> > Maybe I misunderstood your requirement, but it's not sufficient to add an 
> > IP alias to your host's interface, and assign that IP to the jail? It can 
> > be do easily at jail's startup (i.e., if your host has an igb0 interface: 
> > ip4.addr="igb0|172.16.0.1/32").
> 
> The problem is you can't start another jail with 
> ip4.addr="igb0|172.16.0.1/32".
> 
> Imagine you have jail with "unbound" (DNS cache/resolver) and other jails in 
> a host  will do not care about DNS just use IPu of "unbound jail" (host-wide 
> service). > No firewall no packet leaks. No any work inside jails for DNS.

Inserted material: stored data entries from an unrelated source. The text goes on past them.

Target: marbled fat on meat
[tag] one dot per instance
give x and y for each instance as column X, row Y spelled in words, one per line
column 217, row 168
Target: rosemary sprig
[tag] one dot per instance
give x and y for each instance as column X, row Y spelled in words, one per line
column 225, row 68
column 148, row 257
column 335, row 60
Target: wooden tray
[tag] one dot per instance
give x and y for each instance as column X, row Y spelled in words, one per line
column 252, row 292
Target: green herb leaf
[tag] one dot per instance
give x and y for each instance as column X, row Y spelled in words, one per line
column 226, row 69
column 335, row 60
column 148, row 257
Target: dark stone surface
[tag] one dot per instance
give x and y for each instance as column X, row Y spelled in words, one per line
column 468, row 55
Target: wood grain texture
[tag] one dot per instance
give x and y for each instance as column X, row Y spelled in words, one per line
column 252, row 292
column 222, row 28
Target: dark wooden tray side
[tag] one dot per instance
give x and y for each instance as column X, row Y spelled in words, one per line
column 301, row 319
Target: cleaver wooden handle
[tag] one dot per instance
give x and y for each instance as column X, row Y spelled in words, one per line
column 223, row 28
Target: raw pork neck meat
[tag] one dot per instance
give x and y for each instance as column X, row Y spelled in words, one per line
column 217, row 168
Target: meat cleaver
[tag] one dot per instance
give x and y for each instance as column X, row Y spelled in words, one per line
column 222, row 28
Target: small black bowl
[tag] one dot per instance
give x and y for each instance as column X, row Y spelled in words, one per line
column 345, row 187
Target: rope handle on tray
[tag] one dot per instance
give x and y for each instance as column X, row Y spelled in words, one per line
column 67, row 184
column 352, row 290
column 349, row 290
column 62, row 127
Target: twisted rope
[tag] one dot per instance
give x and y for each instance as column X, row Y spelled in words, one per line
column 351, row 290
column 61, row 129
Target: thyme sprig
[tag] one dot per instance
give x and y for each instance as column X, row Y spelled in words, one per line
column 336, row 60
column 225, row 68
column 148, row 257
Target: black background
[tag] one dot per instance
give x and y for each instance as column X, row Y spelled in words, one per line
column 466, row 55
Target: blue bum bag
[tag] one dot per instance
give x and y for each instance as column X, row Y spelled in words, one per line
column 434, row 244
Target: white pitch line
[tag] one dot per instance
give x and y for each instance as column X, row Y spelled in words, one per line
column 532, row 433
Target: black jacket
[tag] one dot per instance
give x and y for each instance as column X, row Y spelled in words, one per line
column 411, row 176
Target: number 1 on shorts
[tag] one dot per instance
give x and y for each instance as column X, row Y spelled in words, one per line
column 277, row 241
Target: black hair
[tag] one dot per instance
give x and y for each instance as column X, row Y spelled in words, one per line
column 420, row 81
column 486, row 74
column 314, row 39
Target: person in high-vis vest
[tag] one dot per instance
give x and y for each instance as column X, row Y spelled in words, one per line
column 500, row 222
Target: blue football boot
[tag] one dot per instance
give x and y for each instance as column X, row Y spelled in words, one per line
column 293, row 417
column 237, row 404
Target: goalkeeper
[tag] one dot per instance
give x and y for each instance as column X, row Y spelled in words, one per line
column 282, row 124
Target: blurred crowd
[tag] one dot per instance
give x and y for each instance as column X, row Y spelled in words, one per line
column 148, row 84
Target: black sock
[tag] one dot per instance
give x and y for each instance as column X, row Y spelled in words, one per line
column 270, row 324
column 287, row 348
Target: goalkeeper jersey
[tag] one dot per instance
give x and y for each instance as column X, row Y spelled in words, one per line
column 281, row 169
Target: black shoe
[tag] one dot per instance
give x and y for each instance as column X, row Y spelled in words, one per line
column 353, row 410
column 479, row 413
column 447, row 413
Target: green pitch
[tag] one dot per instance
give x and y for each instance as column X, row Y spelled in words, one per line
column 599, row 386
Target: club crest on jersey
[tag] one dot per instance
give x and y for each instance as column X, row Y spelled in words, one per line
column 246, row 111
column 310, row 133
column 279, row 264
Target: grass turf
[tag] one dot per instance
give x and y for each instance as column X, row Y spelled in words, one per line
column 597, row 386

> Than you want  another service, say http proxy. You have another jail which 
> provide http proxy for all jails in a host. So it is a proxy host-wide 
> service (on IPp). Other jails in a host will use IPp for proxing.
> 
> The problem is that all jail in a host must be manually ajusted to use IPu 
> for DNS and IPp for proxy. Things get worse if you consider more than one 
> host.  Copying jail to another host  entail configuration adjustment, 
> replacing IPu and IPp by IPu2 and IPp2 specific to that host
> 
> The general idea is to move recurring binding to a service(s) from inside a 
> jails out to a separate jail. So you don't need to configure it in each jail. 
> Further, different host in a different places may have specific configuration 
> for, say, http proxying. But if a jail configured to use local host-wide 
> service it don't care.
> 
> The ideal solution is to have well-known local IPw for host-wide services on 
> every host. If a jail rely on host-wide service it configured once for IPw. 

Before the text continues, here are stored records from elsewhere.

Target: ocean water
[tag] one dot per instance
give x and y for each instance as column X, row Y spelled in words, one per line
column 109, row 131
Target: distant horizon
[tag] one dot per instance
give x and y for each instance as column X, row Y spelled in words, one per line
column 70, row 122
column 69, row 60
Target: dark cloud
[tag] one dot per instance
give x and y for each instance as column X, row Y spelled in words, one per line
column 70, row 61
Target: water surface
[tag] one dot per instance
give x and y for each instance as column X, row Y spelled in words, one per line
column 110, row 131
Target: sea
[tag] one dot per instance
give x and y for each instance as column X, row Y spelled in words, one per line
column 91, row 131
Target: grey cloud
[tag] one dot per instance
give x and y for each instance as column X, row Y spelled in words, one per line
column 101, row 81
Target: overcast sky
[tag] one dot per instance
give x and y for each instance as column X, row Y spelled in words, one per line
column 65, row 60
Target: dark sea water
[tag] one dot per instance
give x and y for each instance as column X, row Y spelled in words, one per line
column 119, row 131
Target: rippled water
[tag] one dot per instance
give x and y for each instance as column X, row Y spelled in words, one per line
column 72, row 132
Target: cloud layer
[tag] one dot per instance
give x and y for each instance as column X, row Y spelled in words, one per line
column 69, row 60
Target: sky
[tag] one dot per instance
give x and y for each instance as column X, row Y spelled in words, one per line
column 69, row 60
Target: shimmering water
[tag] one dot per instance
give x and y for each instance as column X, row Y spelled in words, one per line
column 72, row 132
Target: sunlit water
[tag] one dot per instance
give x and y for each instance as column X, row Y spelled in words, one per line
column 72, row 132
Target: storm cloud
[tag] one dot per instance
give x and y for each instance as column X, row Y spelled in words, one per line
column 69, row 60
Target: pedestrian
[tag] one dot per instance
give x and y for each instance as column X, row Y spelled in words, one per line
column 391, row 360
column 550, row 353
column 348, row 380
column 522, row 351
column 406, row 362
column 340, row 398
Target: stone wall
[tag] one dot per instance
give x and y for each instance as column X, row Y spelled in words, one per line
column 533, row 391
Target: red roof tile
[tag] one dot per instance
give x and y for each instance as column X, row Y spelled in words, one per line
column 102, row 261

> If a jail provide host-wide service it binds to IPw.

Surely your requirements must be different from what I understood, but honestly 
I am not able to guess how... I mean: if you need a DNS service in your 
network, you can put the unbound service in a jail which has been assigned an 
IP alias on the host interface connected to your network, and any other jail 
and/or host connected to the same network will be able to use that jail's 
service (unbound, or any other). It's the way we mainly use jails in our 
customers environments: as they were a sort of virtual machines. Maybe you are 
referring to a scenario when jails are managed as "app containers" (aka 
"service jails"), but even so, I cannot see any obstacle to this approach.